Using these pain patterns in our analysis, we then demonstrated an association between Murphy’s sign and right upper region tenderness and severe COVID-19 outcomes. The adjustment was based on putative confounders but did not dramatically change the strength or significance of the association. This primary analysis was limited by the ability to adjust for BMI and alcohol consumption due to missing data and possible other unknown confounders. Therefore, we performed a secondary analysis as a sensitivity analysis of adding BMI and alcohol consumption into the model (Table S1). In this secondary analysis, the previously mentioned associations did not change. However, epigastric point sensitivity, which showed an inverse association with the composite outcome and was no longer statistically significant after adjustment in the primary analysis, was again statistically significant in our secondary analysis. The p-value for this association in this secondary analysis was close to 0.05 and this result might be a Type I error. Additionally, pain in the bile duct or liver can be felt in both the right hypochondria and in the epigastric region, but tenderness is more precisely localized in the upper right region after percussion, palpation or Murphy’s sign test. Indeed, localized epigastric tenderness in COVID-19 could be related to gastritis and not liver or bile duct injury. Of note, a history of abdominal pain or tenderness in other areas of the abdomen and diffuse pain were not associated with serious COVID-19-related findings.

The association between 5× the higher level of transaminases (250 IU) and abdominal pain was first studied using a double-entry table at different time points (transaminases at baseline, maximum value during first 7 days or maximum value during the first 30 days after admission) (data not shown). This analysis showed an association with the maximum value of transaminases only during the first 30 days. As many factors can increase LFT during hospitalization (for which we could not adjust), we decided to consider only the baseline value of transaminases and perform logistic regression to adjust for confounding factors. . Thus, we demonstrated different associations with AST and ALT and history of pain in the upper region, but not with any pattern of abdominal point tenderness with the exception of Murphy’s sign.

Indeed, SARS-CoV2 has been shown to induce both alternating hepatic blood flow, as a systemic response to infection, with sinusoidal thrombi and direct virus replication in liver tissue.6. These two features could indicate two distinct pathophysiological processes (a systemic reaction with activation of coagulation and direct damage to the liver). Angiotensin-converting enzyme 2 (ACE2) receptors, which allow SARS-CoV2 entry into cells, are predominant in liver tissue, particularly on bile duct cells9 but the virus can replicate in both hepatocytes10.11 and bile duct cells12. This could partly explain the elevation of LFT observed during COVID-19 when the cytolytic pattern of lesions is more common than cholestasis13. LFT elevation is multifactorial in COVID-196 and in the present study, we remain focused on the baseline LFT using a strict threshold of 5 × the upper level of transaminases (the hallmark of viral hepatitis14) to reduce the likelihood of considering drug cytolysis.

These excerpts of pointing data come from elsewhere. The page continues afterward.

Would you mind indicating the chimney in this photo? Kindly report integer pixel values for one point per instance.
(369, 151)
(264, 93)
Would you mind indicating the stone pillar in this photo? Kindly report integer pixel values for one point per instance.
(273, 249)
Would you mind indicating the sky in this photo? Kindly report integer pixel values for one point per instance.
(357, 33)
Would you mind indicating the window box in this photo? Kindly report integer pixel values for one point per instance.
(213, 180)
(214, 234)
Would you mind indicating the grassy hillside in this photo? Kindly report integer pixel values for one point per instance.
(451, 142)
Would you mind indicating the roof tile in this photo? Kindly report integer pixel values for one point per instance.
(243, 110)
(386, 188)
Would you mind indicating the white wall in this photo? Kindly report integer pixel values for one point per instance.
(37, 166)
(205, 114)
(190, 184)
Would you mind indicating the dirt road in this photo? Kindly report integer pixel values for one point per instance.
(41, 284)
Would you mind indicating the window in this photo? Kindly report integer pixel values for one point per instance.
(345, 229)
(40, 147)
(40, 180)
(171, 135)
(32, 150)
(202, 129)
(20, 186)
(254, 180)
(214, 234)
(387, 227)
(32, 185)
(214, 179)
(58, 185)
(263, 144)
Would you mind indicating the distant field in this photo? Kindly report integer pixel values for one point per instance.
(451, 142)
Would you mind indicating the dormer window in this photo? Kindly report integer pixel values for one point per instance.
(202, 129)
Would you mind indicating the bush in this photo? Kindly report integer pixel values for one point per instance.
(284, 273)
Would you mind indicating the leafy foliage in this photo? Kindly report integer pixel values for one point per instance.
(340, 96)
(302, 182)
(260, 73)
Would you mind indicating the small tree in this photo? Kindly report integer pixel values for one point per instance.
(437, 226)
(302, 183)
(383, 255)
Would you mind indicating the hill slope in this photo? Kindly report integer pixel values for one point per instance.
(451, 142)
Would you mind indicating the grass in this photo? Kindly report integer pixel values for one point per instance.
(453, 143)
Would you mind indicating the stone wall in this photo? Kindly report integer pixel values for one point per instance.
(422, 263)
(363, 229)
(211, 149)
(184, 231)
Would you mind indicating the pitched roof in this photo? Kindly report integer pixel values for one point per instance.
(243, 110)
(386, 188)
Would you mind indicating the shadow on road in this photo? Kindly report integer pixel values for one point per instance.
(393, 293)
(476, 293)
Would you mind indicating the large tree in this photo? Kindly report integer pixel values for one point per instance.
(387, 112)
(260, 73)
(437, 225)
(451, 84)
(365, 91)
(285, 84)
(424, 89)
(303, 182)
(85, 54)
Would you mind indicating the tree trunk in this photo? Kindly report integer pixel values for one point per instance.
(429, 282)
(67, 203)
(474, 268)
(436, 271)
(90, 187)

On the other hand, we excluded patients with mild transaminase elevation induced by COVID-19, which has been frequently reported.1. However, while some authors suggest a distinction between COVID-19-induced hepatitis and mild cytolysis, our analysis did not demonstrate a multimodal but unimodal and left-skewed distribution of transaminases, an observation previously reported.15.

While the pathophysiology of SARS-CoV2 infection on liver tissue has been studied, little is known about the effects of the virus on the gut and its role in abdominal pain. 2. The virus could replicate directly in epithelial and glandular cells at various locations along the intestinal tract16.17 and it is speculated that the gastrointestinal symptoms of COVID-19, including abdominal pain, are induced by an intestinal viral infection1. However, abdominal pain during COVID-19 could also be induced by hepatitis or bile duct inflammation and we have previously detected the presence of SARS-CoV2 RNA in gallbladder tissue from a patient with COVID-19. alithiasic cholecystitis.5. In the present study, the majority of patients described pain in the upper abdominal regions, but a significant proportion also had a localized pain pattern in the lower abdomen. This could indicate that abdominal pain during COVID-19 is either induced by liver injury or an intestinal infection.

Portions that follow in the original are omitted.